Tu as été au Stade Toulousain et quand tu étais en U18 tu as passé le concours des écoles, à ce moment-là savais-tu dans quoi tu te lançais ? 

Je savais dans quoi je me lançais au moment de passer les concours. Mais Philippe Rougé-Thomas et David Gérard (mes entraîneurs en U18 au Stade) ont toujours été plus que compréhensifs et ne m’ont, en aucun cas, reproché de vouloir mettre de côté le rugby si je réussissais un concours. J’ai pu également compter sur le soutien quotidien de Francette Christian à Toulouse, du coup malgré les différents concours je n’ai raté qu’un seul match de championnat.

 

« La solidarité est différente mais les valeurs de l’ovalie restent et c’est le plus important. »

Reçois-tu des réactions de certaines personnes sur ce que vous faites ? 

A vrai dire, nous n’avons pas trop de réactions.

Durant un coup de moins bien que ce soit dans le rugby ou les études, comment gères-tu ça ? 

Il faut se maintenir au top avec une hygiène de vie irréprochable. Il y a une diététicienne aux Zinzins et une kiné à Lafonte Gym (asso de musculation de Sciences Po) qui nous permettent d’optimiser notre récupération.

Si on compare ça à tes années passées au Stade Toulousain, est-ce que la solidarité est la même ? 

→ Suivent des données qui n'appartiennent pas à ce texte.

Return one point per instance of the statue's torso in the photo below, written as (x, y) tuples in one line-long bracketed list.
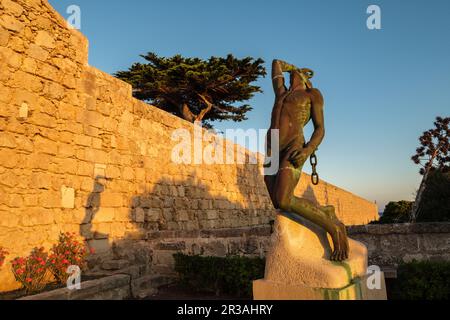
[(294, 115)]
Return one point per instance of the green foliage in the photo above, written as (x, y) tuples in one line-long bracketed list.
[(396, 212), (435, 203), (423, 280), (196, 89), (229, 275)]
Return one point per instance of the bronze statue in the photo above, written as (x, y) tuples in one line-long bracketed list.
[(293, 109)]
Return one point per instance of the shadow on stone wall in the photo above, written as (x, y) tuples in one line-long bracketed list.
[(174, 208)]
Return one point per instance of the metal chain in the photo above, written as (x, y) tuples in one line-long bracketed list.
[(314, 176)]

La solidarité est différente mais les valeurs de l’ovalie restent et c’est le plus important. Nos valeurs aux Zinzins sont celles véhiculées depuis des années par les pères de l’Europe, notre asso, bien qu’une équipe sportive n’en reste pas moins une bande d’amis qui se considèrent comme les enfants idéologiques des valeurs Européennes de partage et de soutien.

Pour finir, que pourrions-nous te souhaiter de mieux pour la suite ? 

Pour les Zinzins et les Rugbychettes de gagner le CRIT à l’avenir, ainsi que d’être invités au TGE TOP 8, nous sommes trop peu invités à certains gros tournois alors que nous devrions l’être.